You are are right this is a non-conformance issues, but on the part of those other tools. What happens is that zipinfo uses the Central End Record, ZIP64 Central End Record and ZIP64 Central End Locator incorrectly (not based on version 2 of the ZIP64 specification).

The official PKWARE (the developers of the standard) tools work fine with this file created by the licensed Windows Compressed Folders (part of Windows). In addition, the Python ZipFile module can also display the directory listing fine, however it does not support Deflate64, so extracting is not possible.

Indeed, a problem with the Zip standard is that it's implementations is not open source at all, but PKWARE proprietary technology and no official open source version exists. The only reason it exists today is because it has been in use for decades (since the MS-DOS era) and ended up in (licensed) technology (a de facto standard).

I will use the cross-platform ZipFile library for the next iteration (that will also imply using the better supported Deflate-algorithm as well), but there's no ETA as of yet. I don't understand though, what you mean that it sounds unreasonable to add that dependency. You are not allowed to distribute the files anyway to other users, so it's a one-time extraction.

nbenn commented 3 years ago

@patrickthoral Thanks for looking into making extraction easier cross-platform.

You are not allowed to distribute the files anyway to other users

Obviously I'm not planning on distributing your data. I'm planning on distributing a pipeline in order to make obtaining results using your data (together with other datasets) more reproducible and (hopefully) easier to access. It is for such a pipeline where I'm trying to keep the number of dependencies as small as possible.

patrickthoral commented 3 years ago

The files have been rezipped using the Deflate algorithm instead of the Deflate64 algorithm with the python ZipFile library. I've verified it to work on Windows, MacOS and Ubuntu with the built-in tools so should be safe to use in most environments. I'll notify you when the new file is available for download.

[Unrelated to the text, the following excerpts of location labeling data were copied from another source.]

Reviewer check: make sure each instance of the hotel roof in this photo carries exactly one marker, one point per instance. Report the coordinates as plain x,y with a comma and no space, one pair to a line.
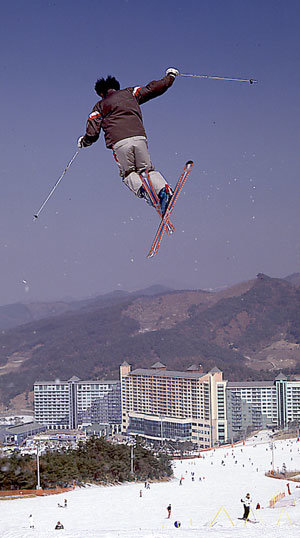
167,373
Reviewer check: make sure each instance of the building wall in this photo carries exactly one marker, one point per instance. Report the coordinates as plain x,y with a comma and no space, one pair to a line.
69,404
158,403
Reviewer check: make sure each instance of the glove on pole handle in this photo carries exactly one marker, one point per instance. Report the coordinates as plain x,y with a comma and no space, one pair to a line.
250,80
56,185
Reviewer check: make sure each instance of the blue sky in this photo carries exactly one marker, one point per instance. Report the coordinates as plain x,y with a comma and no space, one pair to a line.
239,212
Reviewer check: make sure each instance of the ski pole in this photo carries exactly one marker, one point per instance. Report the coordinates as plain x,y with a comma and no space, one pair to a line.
250,80
56,185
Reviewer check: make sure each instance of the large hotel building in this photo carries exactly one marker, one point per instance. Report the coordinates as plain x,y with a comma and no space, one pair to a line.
163,404
156,403
74,403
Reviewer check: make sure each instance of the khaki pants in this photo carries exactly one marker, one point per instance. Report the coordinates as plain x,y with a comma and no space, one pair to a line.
132,157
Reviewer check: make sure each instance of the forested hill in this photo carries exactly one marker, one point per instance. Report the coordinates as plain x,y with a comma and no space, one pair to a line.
247,331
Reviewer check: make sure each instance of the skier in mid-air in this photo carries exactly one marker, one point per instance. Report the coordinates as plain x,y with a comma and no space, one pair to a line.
119,115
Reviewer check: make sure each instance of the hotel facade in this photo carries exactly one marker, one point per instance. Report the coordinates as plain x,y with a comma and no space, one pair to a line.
75,403
162,404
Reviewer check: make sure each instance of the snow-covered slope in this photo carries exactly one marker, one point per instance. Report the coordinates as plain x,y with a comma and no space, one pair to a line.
121,511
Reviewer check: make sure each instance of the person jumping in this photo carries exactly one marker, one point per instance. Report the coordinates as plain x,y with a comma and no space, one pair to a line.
119,115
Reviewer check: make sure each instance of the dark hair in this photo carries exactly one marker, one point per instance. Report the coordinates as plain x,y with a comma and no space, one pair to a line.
103,85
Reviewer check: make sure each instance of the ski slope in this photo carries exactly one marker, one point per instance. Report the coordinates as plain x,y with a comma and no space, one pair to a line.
120,511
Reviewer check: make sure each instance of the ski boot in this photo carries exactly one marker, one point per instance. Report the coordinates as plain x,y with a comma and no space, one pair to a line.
165,195
143,194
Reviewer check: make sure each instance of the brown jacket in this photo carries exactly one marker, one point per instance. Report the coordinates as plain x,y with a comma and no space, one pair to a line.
119,113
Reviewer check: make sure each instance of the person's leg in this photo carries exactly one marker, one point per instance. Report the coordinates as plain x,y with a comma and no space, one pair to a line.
123,152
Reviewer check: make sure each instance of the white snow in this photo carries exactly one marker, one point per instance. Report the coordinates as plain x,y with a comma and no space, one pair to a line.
105,512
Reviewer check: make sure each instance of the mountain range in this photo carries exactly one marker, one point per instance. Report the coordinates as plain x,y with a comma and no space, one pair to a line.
249,331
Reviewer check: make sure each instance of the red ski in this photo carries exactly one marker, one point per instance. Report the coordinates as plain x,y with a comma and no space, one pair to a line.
147,184
166,218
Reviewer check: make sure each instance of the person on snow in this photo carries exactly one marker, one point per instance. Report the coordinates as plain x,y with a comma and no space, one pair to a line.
31,522
247,503
119,115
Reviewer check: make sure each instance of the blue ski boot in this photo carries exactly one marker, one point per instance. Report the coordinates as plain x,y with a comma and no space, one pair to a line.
143,194
165,196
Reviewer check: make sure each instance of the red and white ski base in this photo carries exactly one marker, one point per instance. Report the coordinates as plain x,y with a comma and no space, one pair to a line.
166,218
147,184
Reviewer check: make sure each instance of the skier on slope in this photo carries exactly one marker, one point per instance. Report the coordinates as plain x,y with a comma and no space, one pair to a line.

jsassenscheidt commented 3 years ago

I had a similar issue with unzip on Debian-Linux. A workaround is to repair the original zip file:

zip -FF AmsterdamUMCdb-v1.0.2.zip --out AmsterdamUMCdb-v1.0.2_repaired.zip -fz

Afterwards, extracting the new file with unzip works without errors:

unzip AmsterdamUMCdb-v1.0.2_repaired.zip

Best regards, Julian

patrickthoral commented 3 years ago

@jsassenscheidt @nbenn Indeed, most open source implementations have problems reading the directory (but interestingly not Python's zipfile library). The rezipped file has been uploaded to our transfer system, so I expect the file to be available for download for credentialed users in the next couple of days. Python's implementation sadly misses a callback to determine progress when (un)zipping, which is unfortunate when handling large files, so if anybody is interested, i added some sample code in the tools folder to improve this.

nbenn commented 3 years ago

@patrickthoral Thanks a lot for looking into this so swiftly. I'm happy to check it out. Just to clarify, did you bump the version number? If I have a file AmsterdamUMCdb-v1.0.2.zip for download, does that mean, the new file has not propagated through?

patrickthoral commented 3 years ago

The version number stays the same (the data has not changed at all), but the new file should be available from DANS as of now.